Map-Reduce Examples映射-减少示例

On this page本页内容

In the mongo shell, the db.collection.mapReduce() method is a wrapper around the mapReduce command. mongo shell中,db.collection.mapReduce()方法是mapReduce命令的包装器。The following examples use the db.collection.mapReduce() method:以下示例使用db.collection.mapReduce()方法:

Aggregation Pipeline as Alternative聚合管道作为替代方案

Aggregation pipeline provides better performance and a simpler interface than map-reduce, and map-reduce expressions can be rewritten using aggregation pipeline operators such as $group, $merge, and others.聚合管道提供了比map-reduce更好的性能和更简单的接口,并且可以使用聚合管道运算符(如$group$merge等)重写map-reduce表达式。
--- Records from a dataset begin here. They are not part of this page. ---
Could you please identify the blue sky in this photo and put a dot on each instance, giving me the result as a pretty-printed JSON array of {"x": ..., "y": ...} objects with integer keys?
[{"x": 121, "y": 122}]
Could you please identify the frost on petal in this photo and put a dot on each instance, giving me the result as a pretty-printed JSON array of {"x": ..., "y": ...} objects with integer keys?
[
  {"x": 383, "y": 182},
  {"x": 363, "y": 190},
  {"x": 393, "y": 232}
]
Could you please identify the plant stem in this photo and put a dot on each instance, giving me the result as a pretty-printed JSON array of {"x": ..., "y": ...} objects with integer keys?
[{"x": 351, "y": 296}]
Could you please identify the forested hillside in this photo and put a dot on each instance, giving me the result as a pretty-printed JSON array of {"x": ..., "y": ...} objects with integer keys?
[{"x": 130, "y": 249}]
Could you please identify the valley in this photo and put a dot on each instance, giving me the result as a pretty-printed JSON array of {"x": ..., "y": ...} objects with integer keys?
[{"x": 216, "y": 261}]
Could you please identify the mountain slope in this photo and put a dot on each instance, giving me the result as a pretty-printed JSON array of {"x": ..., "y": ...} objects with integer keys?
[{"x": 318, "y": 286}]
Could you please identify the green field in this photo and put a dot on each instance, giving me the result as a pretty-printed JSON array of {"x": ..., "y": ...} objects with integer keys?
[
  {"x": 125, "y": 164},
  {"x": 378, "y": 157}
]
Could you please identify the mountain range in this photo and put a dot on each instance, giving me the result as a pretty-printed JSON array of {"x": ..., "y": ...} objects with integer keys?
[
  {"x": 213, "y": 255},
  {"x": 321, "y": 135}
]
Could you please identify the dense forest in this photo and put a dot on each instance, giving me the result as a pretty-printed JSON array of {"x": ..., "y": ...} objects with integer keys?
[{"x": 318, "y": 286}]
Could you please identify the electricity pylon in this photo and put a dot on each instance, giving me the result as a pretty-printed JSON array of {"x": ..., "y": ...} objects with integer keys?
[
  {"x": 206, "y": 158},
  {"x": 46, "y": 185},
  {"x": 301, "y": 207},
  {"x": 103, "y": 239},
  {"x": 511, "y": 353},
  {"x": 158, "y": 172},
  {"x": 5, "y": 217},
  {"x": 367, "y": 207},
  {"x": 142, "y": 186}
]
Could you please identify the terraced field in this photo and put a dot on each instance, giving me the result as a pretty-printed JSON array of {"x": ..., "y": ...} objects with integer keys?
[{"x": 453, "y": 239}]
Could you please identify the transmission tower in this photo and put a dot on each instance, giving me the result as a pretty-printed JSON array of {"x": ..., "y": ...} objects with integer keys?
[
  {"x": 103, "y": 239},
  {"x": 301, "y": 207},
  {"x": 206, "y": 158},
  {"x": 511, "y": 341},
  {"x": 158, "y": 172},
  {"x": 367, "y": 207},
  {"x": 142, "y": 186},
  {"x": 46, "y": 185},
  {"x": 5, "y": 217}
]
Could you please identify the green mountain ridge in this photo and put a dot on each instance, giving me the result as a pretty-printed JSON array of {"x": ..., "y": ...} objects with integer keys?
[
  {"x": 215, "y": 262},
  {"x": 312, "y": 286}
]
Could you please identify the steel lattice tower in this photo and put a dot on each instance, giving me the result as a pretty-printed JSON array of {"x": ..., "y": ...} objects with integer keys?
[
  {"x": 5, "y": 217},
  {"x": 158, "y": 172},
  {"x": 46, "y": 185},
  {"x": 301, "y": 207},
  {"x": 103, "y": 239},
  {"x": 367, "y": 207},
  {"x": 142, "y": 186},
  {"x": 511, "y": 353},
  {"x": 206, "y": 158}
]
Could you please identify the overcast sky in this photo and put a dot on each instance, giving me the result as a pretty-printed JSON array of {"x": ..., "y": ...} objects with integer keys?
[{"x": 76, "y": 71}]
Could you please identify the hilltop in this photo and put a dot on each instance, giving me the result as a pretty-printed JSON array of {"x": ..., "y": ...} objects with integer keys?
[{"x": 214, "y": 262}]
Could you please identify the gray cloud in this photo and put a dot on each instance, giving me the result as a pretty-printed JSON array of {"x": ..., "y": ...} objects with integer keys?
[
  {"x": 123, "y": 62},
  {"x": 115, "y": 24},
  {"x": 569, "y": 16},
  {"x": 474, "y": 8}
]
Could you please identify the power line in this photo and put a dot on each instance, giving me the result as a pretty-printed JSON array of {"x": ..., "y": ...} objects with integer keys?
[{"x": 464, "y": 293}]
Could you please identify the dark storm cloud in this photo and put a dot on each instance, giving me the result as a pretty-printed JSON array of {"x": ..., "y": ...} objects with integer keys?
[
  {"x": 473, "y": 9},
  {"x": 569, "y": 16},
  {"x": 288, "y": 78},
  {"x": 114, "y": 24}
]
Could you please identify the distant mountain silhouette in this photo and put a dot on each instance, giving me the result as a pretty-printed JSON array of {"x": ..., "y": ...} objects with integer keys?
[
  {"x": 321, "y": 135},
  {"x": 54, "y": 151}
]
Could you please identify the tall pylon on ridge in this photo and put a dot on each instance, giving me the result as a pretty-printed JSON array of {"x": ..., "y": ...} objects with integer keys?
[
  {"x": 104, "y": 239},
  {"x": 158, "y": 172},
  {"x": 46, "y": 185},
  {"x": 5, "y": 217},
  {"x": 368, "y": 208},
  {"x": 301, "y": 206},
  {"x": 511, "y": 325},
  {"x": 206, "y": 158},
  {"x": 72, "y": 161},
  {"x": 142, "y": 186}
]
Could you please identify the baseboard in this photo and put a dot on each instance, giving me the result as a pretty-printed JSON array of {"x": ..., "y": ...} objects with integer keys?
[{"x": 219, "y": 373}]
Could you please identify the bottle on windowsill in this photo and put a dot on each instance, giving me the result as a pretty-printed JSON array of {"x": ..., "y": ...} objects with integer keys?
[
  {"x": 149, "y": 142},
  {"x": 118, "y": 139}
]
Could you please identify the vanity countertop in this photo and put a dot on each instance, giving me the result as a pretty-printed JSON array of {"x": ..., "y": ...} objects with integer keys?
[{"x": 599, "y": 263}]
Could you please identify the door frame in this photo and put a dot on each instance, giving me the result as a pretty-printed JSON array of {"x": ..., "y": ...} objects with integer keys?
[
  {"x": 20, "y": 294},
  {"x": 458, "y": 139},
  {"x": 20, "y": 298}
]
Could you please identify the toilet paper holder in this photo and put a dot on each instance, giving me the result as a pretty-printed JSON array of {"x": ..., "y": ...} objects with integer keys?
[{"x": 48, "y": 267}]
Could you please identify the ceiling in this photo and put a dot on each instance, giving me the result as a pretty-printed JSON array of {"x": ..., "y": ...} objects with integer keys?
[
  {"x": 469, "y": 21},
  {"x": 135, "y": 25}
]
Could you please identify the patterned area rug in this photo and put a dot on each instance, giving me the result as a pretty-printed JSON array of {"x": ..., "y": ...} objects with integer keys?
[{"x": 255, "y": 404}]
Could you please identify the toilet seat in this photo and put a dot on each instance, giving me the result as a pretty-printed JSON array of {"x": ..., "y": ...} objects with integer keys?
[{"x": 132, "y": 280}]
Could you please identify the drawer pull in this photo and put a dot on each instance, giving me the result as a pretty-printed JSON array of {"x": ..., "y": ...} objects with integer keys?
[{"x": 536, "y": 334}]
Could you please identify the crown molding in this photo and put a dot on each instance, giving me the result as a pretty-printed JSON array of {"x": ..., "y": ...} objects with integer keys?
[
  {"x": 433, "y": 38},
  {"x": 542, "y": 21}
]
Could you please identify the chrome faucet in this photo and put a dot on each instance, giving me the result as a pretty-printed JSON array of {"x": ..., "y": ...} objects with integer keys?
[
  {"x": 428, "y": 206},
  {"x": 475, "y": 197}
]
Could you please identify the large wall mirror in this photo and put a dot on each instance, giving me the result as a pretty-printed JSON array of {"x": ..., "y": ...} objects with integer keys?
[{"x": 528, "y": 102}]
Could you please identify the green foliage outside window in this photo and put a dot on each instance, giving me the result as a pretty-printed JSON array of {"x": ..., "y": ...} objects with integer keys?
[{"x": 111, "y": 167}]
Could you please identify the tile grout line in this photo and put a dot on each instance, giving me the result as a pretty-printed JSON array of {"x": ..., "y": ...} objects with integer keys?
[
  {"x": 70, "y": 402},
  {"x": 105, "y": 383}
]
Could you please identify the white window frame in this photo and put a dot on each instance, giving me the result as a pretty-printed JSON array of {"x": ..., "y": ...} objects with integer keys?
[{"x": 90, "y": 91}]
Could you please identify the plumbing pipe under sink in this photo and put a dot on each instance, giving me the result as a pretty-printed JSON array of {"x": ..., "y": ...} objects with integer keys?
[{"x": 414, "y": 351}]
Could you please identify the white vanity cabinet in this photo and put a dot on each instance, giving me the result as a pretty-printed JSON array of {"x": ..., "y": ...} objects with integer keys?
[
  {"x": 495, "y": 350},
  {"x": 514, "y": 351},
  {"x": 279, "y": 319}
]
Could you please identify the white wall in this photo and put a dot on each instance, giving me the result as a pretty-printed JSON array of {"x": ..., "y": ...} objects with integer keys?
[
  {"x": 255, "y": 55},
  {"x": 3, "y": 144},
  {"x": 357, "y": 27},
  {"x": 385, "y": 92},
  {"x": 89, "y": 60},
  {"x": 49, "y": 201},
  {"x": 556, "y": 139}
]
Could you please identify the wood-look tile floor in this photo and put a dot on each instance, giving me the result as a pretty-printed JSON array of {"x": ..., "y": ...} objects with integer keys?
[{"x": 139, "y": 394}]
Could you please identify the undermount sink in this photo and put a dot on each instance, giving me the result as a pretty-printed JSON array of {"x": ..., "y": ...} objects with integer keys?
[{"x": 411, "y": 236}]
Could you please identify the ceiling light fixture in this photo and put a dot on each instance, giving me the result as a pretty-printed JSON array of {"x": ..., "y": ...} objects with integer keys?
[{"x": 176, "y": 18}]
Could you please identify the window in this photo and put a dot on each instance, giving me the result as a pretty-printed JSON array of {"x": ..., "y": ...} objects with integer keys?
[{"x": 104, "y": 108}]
For map-reduce expressions that require custom functionality, MongoDB provides the $accumulator and $function aggregation operators starting in version 4.4. These operators provide the ability to define custom aggregation expressions in JavaScript.对于需要自定义功能的map-reduce表达式,MongoDB从4.4版开始提供$accumulator$function聚合运算符。这些运算符提供了在JavaScript中定义自定义聚合表达式的能力。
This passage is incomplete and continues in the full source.